The Employment Appeal Tribunal’s (EAT) decision in Green v London Borough of Barking and Dagenham serves as a useful reminder for employers to act reasonably at every stage of the redundancy process. This includes throughout any interview process, where employees in the redundancy pool are competing for a reduced number of new roles within the same organisation.
Ms Green was employed by the London Borough of Barking and Dagenham as a Senior Regeneration Professional. At the time, Ms Green was one of three employees performing broadly similar roles. In October 2012, there was a restructure of Ms Green's team that included the removal of the three similar posts and creation of two new roles. Ms Green and her two colleagues were then invited to compete for the new roles by completing a written test and attending an interview. Ms Green emerged with the lowest score at the end of the process and was made redundant.
Ms Green issued a claim against her employer for unfair dismissal on the basis that the recruitment process was unfair because one of the candidates had prior knowledge of the subject matter of the written test. She also claimed the following procedural failings:
- there had been a failure to consult meaningfully with her regarding the proposed redundancies;
- the redundancy selection pool was not wide enough;
- she was not considered for assimilation into another, more junior role that was available; and
- she was not offered the right to appeal the employer's decision to dismiss her.
Employment Tribunal decision
The Employment Tribunal (ET) considered that, because this was a case where candidates were applying for new roles following a reorganisation, it was akin to the facts of a previous similar case. This meant that the ET was prevented from addressing many of the usual questions of fairness that would ordinarily be considered in a redundancy situation.
As a result, the ET focused largely on whether the employer had acted reasonably during the interview process and did not consider why Ms Green had been selected for redundancy in the first place.
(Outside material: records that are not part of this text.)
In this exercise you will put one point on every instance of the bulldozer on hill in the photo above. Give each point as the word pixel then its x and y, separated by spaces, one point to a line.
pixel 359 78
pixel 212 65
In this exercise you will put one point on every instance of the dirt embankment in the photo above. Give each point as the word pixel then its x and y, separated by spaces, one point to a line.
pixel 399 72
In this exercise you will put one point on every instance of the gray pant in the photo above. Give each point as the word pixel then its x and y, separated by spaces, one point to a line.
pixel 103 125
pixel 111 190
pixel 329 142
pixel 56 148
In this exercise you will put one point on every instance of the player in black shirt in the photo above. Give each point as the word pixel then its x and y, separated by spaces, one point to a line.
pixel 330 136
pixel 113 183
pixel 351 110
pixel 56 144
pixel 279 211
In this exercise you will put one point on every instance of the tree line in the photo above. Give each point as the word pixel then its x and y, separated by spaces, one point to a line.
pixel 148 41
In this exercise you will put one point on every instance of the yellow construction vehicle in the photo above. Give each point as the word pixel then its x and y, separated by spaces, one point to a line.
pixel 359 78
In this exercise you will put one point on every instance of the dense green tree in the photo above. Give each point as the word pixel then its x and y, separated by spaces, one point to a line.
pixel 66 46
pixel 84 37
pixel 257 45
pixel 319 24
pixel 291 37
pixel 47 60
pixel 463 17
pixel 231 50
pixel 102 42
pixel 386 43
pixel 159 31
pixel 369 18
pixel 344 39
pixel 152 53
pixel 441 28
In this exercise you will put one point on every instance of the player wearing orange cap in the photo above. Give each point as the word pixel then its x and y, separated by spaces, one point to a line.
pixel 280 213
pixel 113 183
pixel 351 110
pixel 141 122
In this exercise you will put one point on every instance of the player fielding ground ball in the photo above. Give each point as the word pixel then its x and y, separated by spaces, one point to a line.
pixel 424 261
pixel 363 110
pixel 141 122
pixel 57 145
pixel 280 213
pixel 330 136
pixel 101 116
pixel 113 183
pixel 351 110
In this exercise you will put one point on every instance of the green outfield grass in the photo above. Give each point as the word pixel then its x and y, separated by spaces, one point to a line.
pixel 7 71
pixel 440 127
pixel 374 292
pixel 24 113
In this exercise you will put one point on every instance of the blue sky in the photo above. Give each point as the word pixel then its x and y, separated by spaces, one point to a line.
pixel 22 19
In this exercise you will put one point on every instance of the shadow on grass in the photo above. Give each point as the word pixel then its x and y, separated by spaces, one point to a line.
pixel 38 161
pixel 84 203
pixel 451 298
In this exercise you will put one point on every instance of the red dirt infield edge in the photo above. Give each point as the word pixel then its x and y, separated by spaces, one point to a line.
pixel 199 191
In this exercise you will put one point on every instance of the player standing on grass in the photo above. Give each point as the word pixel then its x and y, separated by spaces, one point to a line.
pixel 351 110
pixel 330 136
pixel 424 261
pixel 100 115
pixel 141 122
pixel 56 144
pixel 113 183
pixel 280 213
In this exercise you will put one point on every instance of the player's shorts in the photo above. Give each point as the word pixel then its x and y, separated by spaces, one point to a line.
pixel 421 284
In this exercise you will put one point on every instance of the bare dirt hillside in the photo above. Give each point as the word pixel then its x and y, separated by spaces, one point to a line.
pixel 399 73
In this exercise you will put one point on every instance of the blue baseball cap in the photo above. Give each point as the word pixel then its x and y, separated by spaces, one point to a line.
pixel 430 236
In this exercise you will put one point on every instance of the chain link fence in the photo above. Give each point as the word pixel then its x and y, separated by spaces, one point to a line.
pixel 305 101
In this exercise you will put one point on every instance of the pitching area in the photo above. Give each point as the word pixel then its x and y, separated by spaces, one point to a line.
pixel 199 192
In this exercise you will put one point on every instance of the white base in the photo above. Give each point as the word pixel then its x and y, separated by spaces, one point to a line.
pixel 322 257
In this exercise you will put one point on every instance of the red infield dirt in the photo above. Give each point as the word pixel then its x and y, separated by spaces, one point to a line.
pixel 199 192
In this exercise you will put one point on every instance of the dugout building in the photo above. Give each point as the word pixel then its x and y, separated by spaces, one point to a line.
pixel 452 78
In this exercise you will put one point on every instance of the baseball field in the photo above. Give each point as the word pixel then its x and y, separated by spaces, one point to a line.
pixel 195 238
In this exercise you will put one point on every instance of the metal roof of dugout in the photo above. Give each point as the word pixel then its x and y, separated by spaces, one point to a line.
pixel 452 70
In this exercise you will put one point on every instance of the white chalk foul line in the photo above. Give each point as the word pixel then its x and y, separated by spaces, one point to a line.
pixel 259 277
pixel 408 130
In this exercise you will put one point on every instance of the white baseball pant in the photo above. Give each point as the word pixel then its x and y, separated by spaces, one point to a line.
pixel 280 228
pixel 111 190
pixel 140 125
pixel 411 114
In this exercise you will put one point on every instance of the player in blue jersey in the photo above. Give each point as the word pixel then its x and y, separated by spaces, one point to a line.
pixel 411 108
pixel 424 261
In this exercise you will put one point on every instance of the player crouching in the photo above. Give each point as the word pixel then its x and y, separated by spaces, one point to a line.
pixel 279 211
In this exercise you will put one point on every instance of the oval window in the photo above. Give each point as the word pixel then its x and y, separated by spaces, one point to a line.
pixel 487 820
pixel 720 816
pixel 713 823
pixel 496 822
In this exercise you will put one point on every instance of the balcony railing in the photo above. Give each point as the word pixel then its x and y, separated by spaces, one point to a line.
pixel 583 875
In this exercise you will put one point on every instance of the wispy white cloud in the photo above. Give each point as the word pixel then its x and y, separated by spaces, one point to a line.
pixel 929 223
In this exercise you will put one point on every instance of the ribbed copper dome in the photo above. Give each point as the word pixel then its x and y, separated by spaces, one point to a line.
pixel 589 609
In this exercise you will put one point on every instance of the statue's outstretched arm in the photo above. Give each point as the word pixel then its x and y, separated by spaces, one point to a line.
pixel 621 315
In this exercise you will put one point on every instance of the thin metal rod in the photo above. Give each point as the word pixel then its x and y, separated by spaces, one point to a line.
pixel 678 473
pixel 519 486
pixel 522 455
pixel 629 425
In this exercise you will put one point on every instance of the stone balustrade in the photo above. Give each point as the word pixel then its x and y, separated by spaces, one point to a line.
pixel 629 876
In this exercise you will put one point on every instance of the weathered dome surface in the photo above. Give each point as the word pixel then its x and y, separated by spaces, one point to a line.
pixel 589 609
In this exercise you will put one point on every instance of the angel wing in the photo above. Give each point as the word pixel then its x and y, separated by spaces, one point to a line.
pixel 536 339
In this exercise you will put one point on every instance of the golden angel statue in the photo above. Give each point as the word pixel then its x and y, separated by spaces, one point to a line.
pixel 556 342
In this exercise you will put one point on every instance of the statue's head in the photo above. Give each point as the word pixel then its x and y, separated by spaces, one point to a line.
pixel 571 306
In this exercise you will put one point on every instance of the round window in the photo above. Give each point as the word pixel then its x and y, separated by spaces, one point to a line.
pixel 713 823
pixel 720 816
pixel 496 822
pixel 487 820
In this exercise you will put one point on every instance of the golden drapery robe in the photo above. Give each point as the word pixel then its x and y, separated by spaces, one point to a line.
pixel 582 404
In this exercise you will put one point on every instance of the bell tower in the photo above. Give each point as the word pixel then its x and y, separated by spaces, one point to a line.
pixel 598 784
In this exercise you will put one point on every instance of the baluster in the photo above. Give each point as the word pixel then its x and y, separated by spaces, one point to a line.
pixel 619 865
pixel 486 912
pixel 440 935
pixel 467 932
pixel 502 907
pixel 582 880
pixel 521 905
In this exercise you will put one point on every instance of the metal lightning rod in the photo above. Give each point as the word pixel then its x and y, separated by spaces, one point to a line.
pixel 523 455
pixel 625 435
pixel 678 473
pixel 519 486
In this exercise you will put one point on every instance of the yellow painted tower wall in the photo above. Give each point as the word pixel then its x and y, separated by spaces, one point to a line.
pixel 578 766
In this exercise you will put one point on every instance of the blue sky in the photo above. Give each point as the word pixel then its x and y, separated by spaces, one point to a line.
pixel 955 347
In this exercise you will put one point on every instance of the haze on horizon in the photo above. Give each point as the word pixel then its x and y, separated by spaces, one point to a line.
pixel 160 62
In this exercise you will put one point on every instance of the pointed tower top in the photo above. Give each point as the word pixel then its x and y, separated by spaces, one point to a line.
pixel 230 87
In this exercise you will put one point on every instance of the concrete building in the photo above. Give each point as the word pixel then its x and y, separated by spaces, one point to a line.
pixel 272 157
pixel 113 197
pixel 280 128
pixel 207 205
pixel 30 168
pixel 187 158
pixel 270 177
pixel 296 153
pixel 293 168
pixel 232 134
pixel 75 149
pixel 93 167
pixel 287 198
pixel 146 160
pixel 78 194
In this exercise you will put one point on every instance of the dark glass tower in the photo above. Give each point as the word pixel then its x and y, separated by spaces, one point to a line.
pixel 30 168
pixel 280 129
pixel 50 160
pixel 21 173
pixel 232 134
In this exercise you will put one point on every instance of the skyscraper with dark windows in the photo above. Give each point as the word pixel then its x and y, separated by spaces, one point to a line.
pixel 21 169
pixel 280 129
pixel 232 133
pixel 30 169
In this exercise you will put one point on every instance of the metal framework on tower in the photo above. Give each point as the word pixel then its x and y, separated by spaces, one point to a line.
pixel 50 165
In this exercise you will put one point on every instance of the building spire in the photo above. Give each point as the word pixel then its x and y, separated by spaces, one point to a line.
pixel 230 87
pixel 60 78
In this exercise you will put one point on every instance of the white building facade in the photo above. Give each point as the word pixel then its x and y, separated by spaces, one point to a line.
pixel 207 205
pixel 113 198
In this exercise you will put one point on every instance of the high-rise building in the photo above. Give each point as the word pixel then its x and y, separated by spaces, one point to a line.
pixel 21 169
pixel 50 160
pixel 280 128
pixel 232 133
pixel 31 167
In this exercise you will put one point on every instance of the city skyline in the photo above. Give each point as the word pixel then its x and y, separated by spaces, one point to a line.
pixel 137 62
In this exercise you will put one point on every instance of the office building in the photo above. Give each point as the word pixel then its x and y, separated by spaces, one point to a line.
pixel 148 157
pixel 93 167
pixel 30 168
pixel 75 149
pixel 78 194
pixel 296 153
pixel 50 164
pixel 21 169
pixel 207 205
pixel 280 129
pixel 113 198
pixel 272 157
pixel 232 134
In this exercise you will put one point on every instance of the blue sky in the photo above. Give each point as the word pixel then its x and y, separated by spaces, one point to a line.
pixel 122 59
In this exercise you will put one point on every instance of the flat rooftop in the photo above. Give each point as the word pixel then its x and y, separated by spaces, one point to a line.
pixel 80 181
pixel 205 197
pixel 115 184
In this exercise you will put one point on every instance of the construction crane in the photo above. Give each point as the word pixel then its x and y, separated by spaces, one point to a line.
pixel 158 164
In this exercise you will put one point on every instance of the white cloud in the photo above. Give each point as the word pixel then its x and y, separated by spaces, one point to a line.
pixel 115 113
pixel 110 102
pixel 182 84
The ET concluded that the employer had acted reasonably at the interview stage and Ms Green lost her claim.
Ms Green appealed to the EAT, which concluded that the ET had misunderstood the previous case law and therefore incorrectly failed to consider Ms Green's arguments in relation to the procedural fairness of the redundancy process as a whole. It held that, in a redundancy situation, the entire process followed should be reviewed by the ET in order to determine whether the employer acted reasonably at each stage, regardless of the method used to select the redundant employees.
What is the practical impact of this for employers?
This case acts as a reminder to employers that Tribunals will review the overall fairness of the process and will not just focus on an individual stage. In view of this judgment, employers should remember that following a fair redundancy process generally involves identifying an appropriate pool for selection; ensuring selection criteria are objective and non-discriminatory; carrying out a meaningful consultation process with potentially redundant employees; adopting an objective and fair basis for selection; considering whether alternative employment is available; and allowing the employee the right to appeal any decision that is made. Therefore, employers must act fairly and reasonably throughout all stages of any redundancy process, applying the principles set out in the ACAS Code.